Her kit ready, she tucked it securely into the top of her suitcase. The packing list next to it on the bed had nearly every item crossed off: sandals, heels, one-piece for whenever and bikini in case she met anyone promising . . .
Pamela frowned. “Where’s my cellphone?” she muttered to herself.
Caught up in the excitement of preparing for her vacation, she hadn’t even bothered to take it out of her purse that morning. Pamela wasn’t a believer in staying connected every moment of every day: unlike some people she knew, she didn’t sleep with the thing next to her bed and she wasn’t on Facebook sharing her every meal or her daily dramas. She hadn’t even posted that she was going away for a week’s break. Who knew what immoral bastards lurked online, watching for opportunities like apartments left empty for days? Plus, she was looking forward to posting her photos online and surprising her friends and coworkers. Imagine the looks on their faces!
She wondered if she’d left the thing on her desk at school in all of the hubbub of the last day before Spring Break. It wouldn’t be the first time, but even with — she checked the clock on the stove — forty-five minutes to go, a run up to her workplace was a) a downer, and b) an irritating waste of time. Thankfully she was organized enough that the detour wouldn’t cause much of a logistics problem, but she’d have to forgo touching up her manicure.
Outside, the late winter storm drove tiny particles of snow down her collar and up her sleeves.

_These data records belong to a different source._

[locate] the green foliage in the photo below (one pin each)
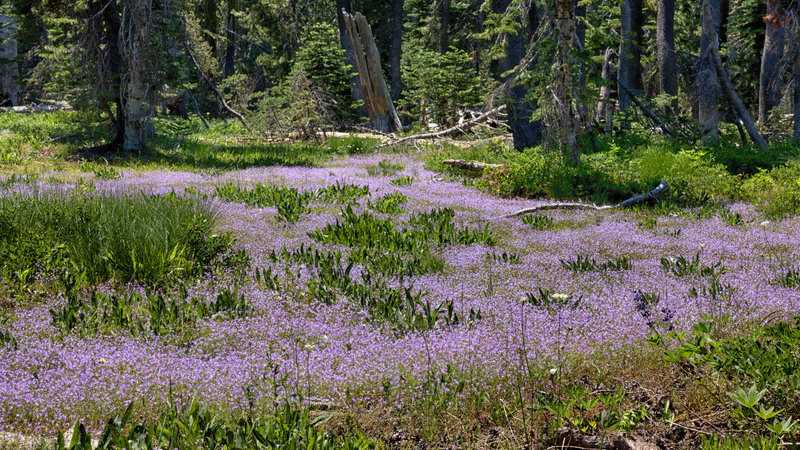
(508, 258)
(551, 302)
(761, 366)
(366, 231)
(538, 222)
(290, 202)
(154, 239)
(196, 427)
(390, 203)
(790, 279)
(352, 145)
(321, 59)
(6, 339)
(680, 266)
(585, 264)
(403, 181)
(148, 314)
(444, 83)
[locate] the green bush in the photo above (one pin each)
(692, 176)
(135, 237)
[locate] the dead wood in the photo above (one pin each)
(213, 87)
(655, 194)
(36, 109)
(471, 166)
(377, 100)
(458, 129)
(647, 111)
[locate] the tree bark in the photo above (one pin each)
(397, 47)
(623, 67)
(604, 105)
(376, 95)
(115, 64)
(210, 22)
(9, 70)
(525, 132)
(566, 116)
(444, 32)
(230, 49)
(343, 6)
(708, 88)
(136, 48)
(734, 99)
(769, 89)
(796, 71)
(630, 53)
(665, 37)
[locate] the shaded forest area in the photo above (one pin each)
(567, 71)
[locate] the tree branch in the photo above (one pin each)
(450, 131)
(655, 194)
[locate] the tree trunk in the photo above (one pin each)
(525, 132)
(623, 68)
(665, 37)
(115, 65)
(9, 70)
(796, 70)
(722, 75)
(230, 50)
(444, 27)
(136, 48)
(376, 96)
(476, 43)
(397, 47)
(580, 38)
(630, 53)
(564, 89)
(343, 6)
(769, 89)
(708, 88)
(637, 29)
(210, 22)
(604, 105)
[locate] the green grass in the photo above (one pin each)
(153, 239)
(196, 427)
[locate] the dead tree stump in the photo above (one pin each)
(376, 95)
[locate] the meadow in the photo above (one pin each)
(221, 292)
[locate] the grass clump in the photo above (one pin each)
(138, 314)
(352, 145)
(147, 238)
(538, 222)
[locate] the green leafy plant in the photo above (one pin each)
(586, 264)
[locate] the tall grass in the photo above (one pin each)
(131, 237)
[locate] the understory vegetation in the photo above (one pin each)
(224, 292)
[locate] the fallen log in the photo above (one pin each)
(36, 109)
(471, 166)
(655, 194)
(452, 131)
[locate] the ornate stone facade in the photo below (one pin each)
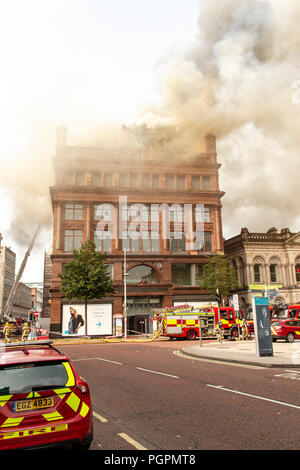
(160, 271)
(271, 258)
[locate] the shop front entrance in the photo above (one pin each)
(140, 312)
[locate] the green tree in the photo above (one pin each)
(86, 277)
(219, 275)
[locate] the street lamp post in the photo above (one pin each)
(125, 296)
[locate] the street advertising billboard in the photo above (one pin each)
(73, 320)
(262, 326)
(99, 319)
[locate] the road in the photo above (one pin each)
(148, 396)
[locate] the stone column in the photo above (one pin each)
(58, 245)
(88, 222)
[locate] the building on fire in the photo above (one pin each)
(153, 206)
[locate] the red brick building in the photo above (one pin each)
(95, 187)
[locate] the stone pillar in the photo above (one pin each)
(58, 245)
(88, 222)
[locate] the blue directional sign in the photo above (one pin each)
(262, 326)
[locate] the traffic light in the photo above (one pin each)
(218, 297)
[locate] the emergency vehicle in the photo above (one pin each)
(183, 321)
(283, 311)
(43, 401)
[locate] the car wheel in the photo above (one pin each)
(191, 334)
(290, 338)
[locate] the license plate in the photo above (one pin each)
(29, 405)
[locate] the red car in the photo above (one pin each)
(287, 329)
(43, 401)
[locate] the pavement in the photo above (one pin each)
(244, 352)
(285, 355)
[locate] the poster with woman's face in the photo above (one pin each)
(73, 320)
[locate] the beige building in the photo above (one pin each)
(7, 273)
(162, 265)
(271, 258)
(22, 301)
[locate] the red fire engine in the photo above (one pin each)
(183, 321)
(277, 312)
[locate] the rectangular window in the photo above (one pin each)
(146, 181)
(102, 240)
(297, 267)
(68, 178)
(177, 241)
(133, 180)
(155, 181)
(181, 274)
(150, 241)
(110, 270)
(170, 182)
(129, 243)
(206, 182)
(273, 274)
(80, 178)
(72, 239)
(108, 180)
(73, 211)
(96, 179)
(123, 180)
(202, 214)
(102, 212)
(199, 273)
(195, 182)
(180, 182)
(207, 241)
(257, 277)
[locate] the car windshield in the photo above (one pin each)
(23, 378)
(227, 315)
(280, 313)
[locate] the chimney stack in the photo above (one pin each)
(61, 136)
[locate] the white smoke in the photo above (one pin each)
(239, 81)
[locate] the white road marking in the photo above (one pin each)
(214, 361)
(107, 360)
(220, 387)
(155, 372)
(131, 441)
(98, 359)
(96, 415)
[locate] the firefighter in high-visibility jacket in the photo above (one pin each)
(219, 331)
(6, 332)
(25, 332)
(244, 329)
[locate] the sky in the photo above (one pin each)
(227, 67)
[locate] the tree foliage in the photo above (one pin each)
(219, 275)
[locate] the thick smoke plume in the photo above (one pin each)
(239, 81)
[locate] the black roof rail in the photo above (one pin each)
(12, 344)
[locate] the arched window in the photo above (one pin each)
(297, 267)
(142, 273)
(257, 272)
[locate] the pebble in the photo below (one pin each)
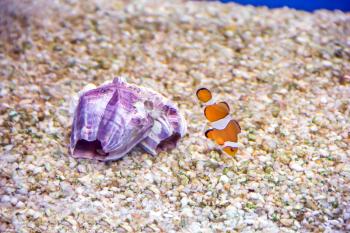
(296, 166)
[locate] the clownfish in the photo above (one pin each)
(225, 130)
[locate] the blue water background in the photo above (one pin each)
(306, 5)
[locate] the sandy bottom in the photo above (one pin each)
(284, 73)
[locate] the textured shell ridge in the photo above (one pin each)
(112, 119)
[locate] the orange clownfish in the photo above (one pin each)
(225, 130)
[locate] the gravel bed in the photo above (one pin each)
(285, 74)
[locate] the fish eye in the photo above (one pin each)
(204, 95)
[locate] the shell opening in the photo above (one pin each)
(88, 149)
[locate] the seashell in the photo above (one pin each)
(112, 119)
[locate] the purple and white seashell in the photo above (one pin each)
(112, 119)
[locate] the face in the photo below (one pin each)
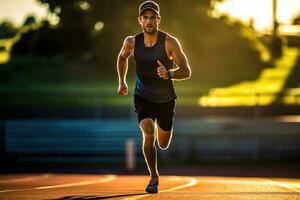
(149, 21)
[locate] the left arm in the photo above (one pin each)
(174, 50)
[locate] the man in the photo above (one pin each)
(154, 52)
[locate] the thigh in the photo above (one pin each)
(143, 108)
(165, 113)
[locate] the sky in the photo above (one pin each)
(260, 10)
(17, 10)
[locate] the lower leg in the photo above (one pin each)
(150, 154)
(149, 148)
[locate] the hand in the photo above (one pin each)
(161, 71)
(123, 89)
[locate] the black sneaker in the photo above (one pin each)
(152, 187)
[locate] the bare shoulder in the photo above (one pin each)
(172, 42)
(129, 42)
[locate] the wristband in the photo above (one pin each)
(170, 74)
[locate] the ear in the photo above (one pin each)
(140, 20)
(158, 19)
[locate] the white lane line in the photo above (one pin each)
(25, 179)
(102, 180)
(291, 186)
(191, 182)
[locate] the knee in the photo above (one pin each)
(147, 127)
(163, 145)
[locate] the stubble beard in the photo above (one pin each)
(150, 31)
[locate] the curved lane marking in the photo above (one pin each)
(25, 179)
(101, 180)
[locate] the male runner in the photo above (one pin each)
(154, 52)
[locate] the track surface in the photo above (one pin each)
(92, 187)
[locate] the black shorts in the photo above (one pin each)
(163, 113)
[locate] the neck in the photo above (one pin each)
(150, 39)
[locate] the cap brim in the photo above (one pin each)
(141, 12)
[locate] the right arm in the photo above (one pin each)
(122, 64)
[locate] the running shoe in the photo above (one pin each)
(152, 187)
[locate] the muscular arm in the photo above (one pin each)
(122, 64)
(183, 71)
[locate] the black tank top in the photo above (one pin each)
(148, 84)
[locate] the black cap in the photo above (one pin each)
(149, 5)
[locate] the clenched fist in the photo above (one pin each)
(123, 89)
(162, 71)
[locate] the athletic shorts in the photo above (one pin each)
(163, 113)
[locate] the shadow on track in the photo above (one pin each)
(94, 197)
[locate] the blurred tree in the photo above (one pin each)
(30, 20)
(7, 30)
(296, 20)
(93, 31)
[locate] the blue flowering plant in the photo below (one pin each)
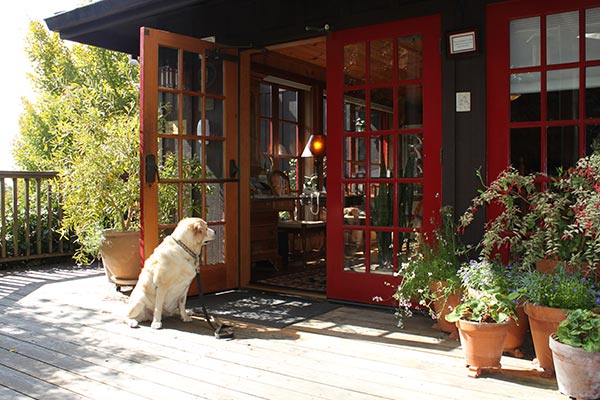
(489, 294)
(565, 288)
(436, 260)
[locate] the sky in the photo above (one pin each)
(15, 65)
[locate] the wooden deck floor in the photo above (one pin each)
(62, 337)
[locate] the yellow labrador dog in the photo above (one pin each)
(167, 274)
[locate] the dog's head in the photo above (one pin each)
(194, 232)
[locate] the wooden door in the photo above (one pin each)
(383, 160)
(189, 147)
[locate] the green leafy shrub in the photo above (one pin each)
(581, 329)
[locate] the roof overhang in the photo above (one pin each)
(115, 24)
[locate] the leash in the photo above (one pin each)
(221, 331)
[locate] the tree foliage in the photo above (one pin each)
(83, 124)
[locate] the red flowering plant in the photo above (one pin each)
(560, 221)
(511, 195)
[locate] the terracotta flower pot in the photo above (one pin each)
(577, 370)
(443, 307)
(482, 344)
(120, 252)
(517, 331)
(543, 321)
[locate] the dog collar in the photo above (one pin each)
(195, 256)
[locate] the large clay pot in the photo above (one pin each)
(120, 252)
(543, 321)
(517, 332)
(482, 344)
(443, 307)
(577, 370)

She cursed as she hauled and wrestled her suitcase down the treacherous steps of her building. Fresh nail polish probably wouldn’t have withstood this kind of torture, anyway, even protected by leather gloves. It was so cold that the metal of her vehicle groaned piteously as she popped the trunk to load her things. Fortunately, the snow wasn’t sticking to the windshield, its layers brushing easily away, but when she finally sat in the driver’s seat, the warm air of the previous day’s driving had created a layer of frost and ice over the interior glass. She wasted another five minutes while the car warmed up, scraping a patch so she could see.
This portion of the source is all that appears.